I am, of course, glad that Mohamed Osman Mohamud was stopped before he could actually harm anyone. However, reading about the situation made me wonder whether he would have ended up in this plot without the active involvement of the FBI.

Based on the information currently available, Mohamed Osman Mohamud seems to have been the only actual terrorist involved in the plot. After all, the FBI provided him with the fake bomb and there has been no mention of anyone else being arrested. The background given for him (he drank beer, liked hip hop, and was reported as not being particularly devout) does not seem to fit that of someone who would mastermind a plot. As such, I do wonder how much the FBI actually motivated and guided him to the point where he was there to receive the fake bomb from the FBI. In short, I wonder how much the FBI had a hand in recruiting and shaping him into being a terrorist.

Obviously, he did make the choice to go along with the plot and hence is accountable for his choices. However, it is worth wondering whether he would have become a terrorist without the intervention of the FBI. That is, did they create the very terrorist that they arrested?

It is, of course, a reasonable and ethical tactic for law enforcement agents to pose as criminals and terrorists in order to gather information and make arrests. However, there are both ethical and practical concerns in regards to how much of a role such agents should take in urging people to commit crimes or acts of terror in order to gain information or to put people in situations in which they can be arrested.

On the one hand, if the person would not have committed such an act but for the involvement of law enforcement, then it would seem reasonable to hold the law enforcement personnel morally accountable. After all, they helped make the person into a criminal and if they had left the person alone, then the crime would not have been committed. As such, they would seem to be accessories to the crime.

Also, law enforcement should not be about creating criminals to arrest, it should be aimed at deterring crime and arresting those who chose to become criminals. To use an analogy, doctors should cure patients who are sick. To make a patient sick and then claim an accomplishment by curing the person would clearly be unethical.

On the other hand, it can be argued that law enforcement needs to be proactive. They cannot wait until they learn of a plot or, even worse, for a bomb to go off.
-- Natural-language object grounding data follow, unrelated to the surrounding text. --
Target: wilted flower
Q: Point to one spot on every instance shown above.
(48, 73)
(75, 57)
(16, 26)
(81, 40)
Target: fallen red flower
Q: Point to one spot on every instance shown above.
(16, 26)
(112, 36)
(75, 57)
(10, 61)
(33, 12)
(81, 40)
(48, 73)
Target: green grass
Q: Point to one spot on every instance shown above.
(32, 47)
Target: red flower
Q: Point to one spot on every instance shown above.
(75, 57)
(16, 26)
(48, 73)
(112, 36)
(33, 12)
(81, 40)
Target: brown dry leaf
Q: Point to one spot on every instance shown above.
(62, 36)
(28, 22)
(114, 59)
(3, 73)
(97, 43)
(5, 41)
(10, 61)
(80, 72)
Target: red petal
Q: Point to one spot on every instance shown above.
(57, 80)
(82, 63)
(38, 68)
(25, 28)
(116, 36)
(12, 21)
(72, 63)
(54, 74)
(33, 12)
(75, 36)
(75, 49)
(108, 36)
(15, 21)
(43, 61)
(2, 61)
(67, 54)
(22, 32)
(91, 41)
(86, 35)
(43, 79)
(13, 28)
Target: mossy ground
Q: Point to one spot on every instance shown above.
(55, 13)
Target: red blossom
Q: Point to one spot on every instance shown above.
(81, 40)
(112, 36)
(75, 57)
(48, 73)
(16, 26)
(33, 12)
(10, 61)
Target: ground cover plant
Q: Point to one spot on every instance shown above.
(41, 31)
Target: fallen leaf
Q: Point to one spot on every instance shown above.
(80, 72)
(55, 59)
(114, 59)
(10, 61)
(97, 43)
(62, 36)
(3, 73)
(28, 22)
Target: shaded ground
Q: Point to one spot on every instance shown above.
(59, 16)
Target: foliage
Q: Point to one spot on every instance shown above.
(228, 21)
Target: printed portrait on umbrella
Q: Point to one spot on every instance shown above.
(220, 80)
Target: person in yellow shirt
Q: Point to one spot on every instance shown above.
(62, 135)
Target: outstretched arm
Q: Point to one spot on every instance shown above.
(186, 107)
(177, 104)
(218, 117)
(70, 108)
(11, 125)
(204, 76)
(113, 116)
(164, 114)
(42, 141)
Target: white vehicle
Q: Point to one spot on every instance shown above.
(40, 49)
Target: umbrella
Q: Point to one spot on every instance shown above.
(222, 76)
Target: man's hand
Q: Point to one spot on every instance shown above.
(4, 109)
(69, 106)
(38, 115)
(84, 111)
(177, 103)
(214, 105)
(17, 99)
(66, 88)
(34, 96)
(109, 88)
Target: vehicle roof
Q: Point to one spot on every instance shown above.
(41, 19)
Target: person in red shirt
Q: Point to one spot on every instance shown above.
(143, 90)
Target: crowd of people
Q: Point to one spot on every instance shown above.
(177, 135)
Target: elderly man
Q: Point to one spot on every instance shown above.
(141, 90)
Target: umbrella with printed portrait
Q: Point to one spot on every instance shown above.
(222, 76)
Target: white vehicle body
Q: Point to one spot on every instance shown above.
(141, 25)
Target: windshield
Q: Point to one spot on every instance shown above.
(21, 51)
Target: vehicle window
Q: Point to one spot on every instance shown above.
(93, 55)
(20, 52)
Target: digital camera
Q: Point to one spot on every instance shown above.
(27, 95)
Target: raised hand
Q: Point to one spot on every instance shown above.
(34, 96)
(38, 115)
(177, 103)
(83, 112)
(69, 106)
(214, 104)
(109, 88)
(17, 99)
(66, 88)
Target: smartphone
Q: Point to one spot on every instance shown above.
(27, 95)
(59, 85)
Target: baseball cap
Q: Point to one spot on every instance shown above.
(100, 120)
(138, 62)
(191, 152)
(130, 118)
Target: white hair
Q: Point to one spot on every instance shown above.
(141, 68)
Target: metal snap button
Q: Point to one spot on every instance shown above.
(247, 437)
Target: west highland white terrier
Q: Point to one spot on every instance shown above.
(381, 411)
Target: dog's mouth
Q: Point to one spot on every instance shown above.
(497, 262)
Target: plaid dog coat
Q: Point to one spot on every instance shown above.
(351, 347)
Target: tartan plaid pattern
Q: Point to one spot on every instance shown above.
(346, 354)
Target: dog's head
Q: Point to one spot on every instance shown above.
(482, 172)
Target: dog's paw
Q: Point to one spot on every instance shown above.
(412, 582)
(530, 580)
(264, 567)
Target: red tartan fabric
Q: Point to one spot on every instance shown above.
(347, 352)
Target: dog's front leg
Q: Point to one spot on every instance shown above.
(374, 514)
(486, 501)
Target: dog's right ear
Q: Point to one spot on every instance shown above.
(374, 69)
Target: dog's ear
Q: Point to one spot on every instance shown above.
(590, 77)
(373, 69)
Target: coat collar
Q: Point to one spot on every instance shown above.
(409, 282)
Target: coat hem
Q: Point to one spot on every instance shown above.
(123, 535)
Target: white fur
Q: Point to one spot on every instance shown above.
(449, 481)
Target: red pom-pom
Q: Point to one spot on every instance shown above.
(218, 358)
They have to go out and seek potential terrorists and see if they would be willing to become real terrorists. That way they can guide their evolution from potential terrorist to actual terrorist and then arrest the person. It is not quite as good as having precognition of a crime (as in Minority Report), but it is still rather useful to be able to actualize the criminal and thus protect society from the criminal they helped actualize. Otherwise, a potential terrorist could become an actual terrorist with an actual bomb (not a fake supplied by the FBI).

Since this method works so well in the case of terrorists, it should clearly be expanded to include other crimes as well. For example, law enforcement agents should start operating in public schools and urge kids to use and sell drugs. They could assist the kids in setting up drug operations, motivate them, guide them and then supply them with fake drugs. At that point, they could arrest the kids and keep the schools safe. If this works, then they could expand to other crimes as well. This pre-criminal approach could revolutionize law enforcement.